A nursing home cannot sue to recover applied income until 30 days after providing the required applied income notice or, if the resident did not receive the notice, 90 days after providing the resident notice of the suit along with the information in the applied income notice.


The bill provides that, to the extent permitted under federal law, institutionalized individuals cannot be determined ineligible for Medicaid solely based on having a life insurance policy with a cash surrender value of less than $10,000. In general, a Medicaid applicant may not have more than $1,600 in liquid assets. (If the applicant is married, this is after the state performs a spousal assessment and gives the community spouse a share of the combined assets.)

Currently, DSS counts the cash surrender value of any life insurance policy with a face value of more than $1,500 towards the asset limit.

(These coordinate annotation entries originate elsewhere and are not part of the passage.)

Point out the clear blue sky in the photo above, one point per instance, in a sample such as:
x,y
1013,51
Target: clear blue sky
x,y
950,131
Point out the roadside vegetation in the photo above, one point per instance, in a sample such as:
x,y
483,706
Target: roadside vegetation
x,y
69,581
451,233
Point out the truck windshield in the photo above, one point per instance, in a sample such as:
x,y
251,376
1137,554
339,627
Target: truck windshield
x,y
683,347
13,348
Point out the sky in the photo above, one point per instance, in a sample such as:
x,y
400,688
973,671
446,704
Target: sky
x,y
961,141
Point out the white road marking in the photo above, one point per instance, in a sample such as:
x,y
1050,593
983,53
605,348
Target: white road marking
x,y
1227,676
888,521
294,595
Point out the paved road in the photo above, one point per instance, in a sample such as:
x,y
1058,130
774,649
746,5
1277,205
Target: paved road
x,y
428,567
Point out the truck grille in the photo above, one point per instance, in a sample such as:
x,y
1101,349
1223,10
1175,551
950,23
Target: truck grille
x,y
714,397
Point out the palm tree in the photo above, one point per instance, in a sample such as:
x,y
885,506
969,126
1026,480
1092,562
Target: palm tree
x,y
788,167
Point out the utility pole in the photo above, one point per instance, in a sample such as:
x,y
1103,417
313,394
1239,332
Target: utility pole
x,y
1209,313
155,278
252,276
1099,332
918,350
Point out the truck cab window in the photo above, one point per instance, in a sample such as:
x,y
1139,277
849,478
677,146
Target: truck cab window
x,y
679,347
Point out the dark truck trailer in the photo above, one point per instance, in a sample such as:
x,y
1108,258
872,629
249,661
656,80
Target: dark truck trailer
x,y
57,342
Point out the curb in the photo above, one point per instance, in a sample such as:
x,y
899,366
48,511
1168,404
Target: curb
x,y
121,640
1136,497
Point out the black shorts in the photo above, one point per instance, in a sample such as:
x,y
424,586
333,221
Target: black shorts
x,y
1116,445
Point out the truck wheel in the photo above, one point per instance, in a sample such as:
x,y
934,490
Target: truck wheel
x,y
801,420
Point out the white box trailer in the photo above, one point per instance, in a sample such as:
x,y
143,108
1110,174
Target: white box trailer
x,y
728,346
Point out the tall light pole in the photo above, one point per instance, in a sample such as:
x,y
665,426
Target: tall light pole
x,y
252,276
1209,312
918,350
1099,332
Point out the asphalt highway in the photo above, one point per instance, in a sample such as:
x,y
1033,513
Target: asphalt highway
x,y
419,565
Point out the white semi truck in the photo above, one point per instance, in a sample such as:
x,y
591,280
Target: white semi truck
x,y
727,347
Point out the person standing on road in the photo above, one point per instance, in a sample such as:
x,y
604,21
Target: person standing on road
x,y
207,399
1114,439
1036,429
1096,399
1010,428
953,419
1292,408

DSS also excludes certain transfers of such policies to cover funerals. DSS will not grant eligibility until the policy is surrendered and the money is “spent down” to the asset limit on the individual's care. (It is not clear if the bill's prohibition applies only during the period in which the policy is being surrendered.)


Constructive Trust

A court can order a constructive trust against someone who, through wrongdoing, fraud, or other unconscionable act, obtains or holds legal property rights to which he or she is not entitled. It is often used to prevent undue enrichment. It can be used to order the person who would otherwise be unjustly enriched to transfer the property to the intended party.

Community Spouse Allowance and Monthly Needs Allowance

When one spouse is living in a nursing home and the other spouse lives elsewhere, the spouse who is not living in the nursing home (called the community spouse in Connecticut) is allowed by Medicaid to keep a portion of the institutionalized spouse's income. This income, called the community spouse allowance, is determined by subtracting the community spouse's monthly gross income from a minimum monthly needs allowance (MMNA). The MMNA amount will vary from case to case, but for 2013 the minimum is $1,892; the maximum is $2,898. The MMNA takes into account the community spouse's housing costs (e.g., rent, utilities).

The minimum and maximum are set by federal law and the state must update the amounts each year. The maximum may only be exceeded if a DSS fair hearing orders it.